Youtuber wydał 3,5 miliona dolarów na karty do Pokemonów. Został oszukany
Paczki, które miały być warte majątek, okazały się ordynarną podróbką.
14.01.2022 18:21
Zalogowani mogą więcej
Możesz zapisać ten artykuł na później. Znajdziesz go potem na swoim koncie użytkownika
Logan Paul, aktor, celebryta i youtuber, padł ofiarą spektakularnego oszustwa. Kupione przez niego za 3,5 miliona dolarów opakowania boosterów do karcianej gry Pokemon okazały się całkowicie fałszywe. Jego współpracownicy nazwali to "największym oszustwem w historii Pokemonów".
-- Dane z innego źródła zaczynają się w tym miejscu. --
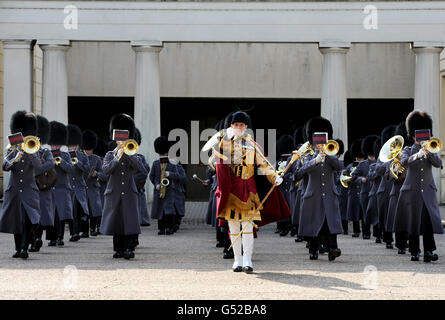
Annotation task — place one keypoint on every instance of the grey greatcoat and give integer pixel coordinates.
(211, 208)
(140, 178)
(371, 216)
(393, 198)
(343, 194)
(78, 182)
(382, 169)
(354, 206)
(21, 193)
(63, 201)
(320, 199)
(46, 197)
(120, 215)
(174, 199)
(93, 186)
(418, 191)
(360, 173)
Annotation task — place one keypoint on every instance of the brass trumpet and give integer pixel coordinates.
(392, 151)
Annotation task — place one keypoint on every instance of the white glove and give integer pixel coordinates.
(420, 154)
(230, 133)
(319, 158)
Przedmiotem zakupu był karton opakowań boosterów - zafoliowanych paczek z kartami. Pochodzić one miały rzekomo z pierwszej edycji kolekcjonerskiej gry karcianej Pokemon z 1996 roku. Nienaruszone i fabrycznie zamknięte boxy boosterów, gdyby faktycznie były autentyczne, spokojnie mogłyby być warte pieniądze, jakie zapłacił Paul. Problem w tym, że były one od początku podejrzane.
Paczki przeszły bowiem z rąk do rąk kilkukrotnie, zanim trafiły do youtubera, który też jako pierwszy postanowił je otworzyć i zweryfikować ich autentyczność. Pierwszy raz sprzedano je za 72,5 tysiąca dolarów, później przeszły jeszcze kilka operacji sprzedaży, zanim trafiły do firmy Baseball Card Exchange.
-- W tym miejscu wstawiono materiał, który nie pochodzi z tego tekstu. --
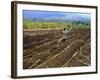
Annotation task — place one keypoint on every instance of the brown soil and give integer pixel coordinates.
(41, 49)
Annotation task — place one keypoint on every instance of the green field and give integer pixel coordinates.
(54, 25)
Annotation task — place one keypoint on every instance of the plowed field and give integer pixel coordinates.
(41, 49)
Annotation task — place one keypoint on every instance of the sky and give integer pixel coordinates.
(27, 14)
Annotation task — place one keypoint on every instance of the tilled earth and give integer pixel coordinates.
(41, 49)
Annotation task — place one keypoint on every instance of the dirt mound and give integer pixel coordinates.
(42, 51)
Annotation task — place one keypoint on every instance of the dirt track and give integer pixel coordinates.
(42, 51)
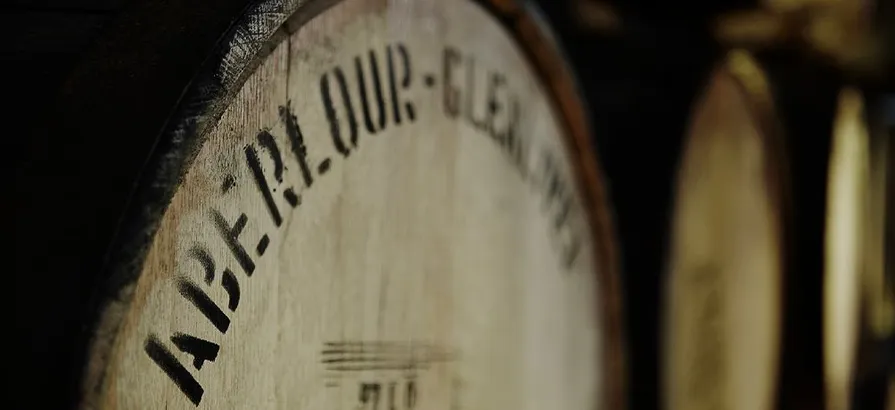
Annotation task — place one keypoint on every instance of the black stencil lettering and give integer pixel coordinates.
(495, 83)
(410, 395)
(377, 86)
(229, 183)
(331, 114)
(290, 196)
(200, 254)
(262, 245)
(231, 285)
(175, 371)
(231, 237)
(323, 167)
(261, 181)
(298, 142)
(269, 143)
(369, 393)
(205, 305)
(405, 82)
(201, 349)
(469, 105)
(451, 92)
I tutaj zaczyna się robić interesująco. Firma Baseball Card Exchange bowiem potwierdziła autentyczność paczek, po czym zostały one sprzedane za 2,7 miliona dolarów osobie, która z kolei później sprzedała je właśnie za wspomniane 3,5 miliona dolarów Loganowi.
Ten jednak, gdy zaczął otwierać boostery, znalazł w nich karty to kolekcjonerskiej gry GI Joe z 1991 roku - niewarte nawet ułamka tego, co warte byłyby oryginalne karty do Pokemonów. Jakim cudem więc zajmująca się rzekomo profesjonalnie potwierdzaniem autentyczności kart kolekcjonerskich firma mogła się tak pomylić? Szczególnie, że paczki od początku budziły wątpliwości - nie zgadzały się chociażby kody kreskowe z etykietą.
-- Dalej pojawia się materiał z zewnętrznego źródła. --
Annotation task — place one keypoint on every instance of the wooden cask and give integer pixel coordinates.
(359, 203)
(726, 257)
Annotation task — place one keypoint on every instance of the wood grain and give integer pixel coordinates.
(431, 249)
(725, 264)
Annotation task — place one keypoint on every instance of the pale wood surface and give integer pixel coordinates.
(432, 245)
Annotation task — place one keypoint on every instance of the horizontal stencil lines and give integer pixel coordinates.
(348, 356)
Z całą pewnością na biednego nie trafiło - całkowita "wartość rynkowa" Logana Paula szacowana jest na 35 milionów dolarów. Pozostaje nam jednak poczekać i przekonać się, co będzie on chciał dalej zrobić z tą sprawą (jeżeli cokolwiek). Równie zastanawiające jest to, w którym momencie doszło tu do oszustwa - czy paczki były podrobione od samego początku, czy doszło do zamiany gdzieś po drodze?
Być może za jakiś czas się tego dowiemy.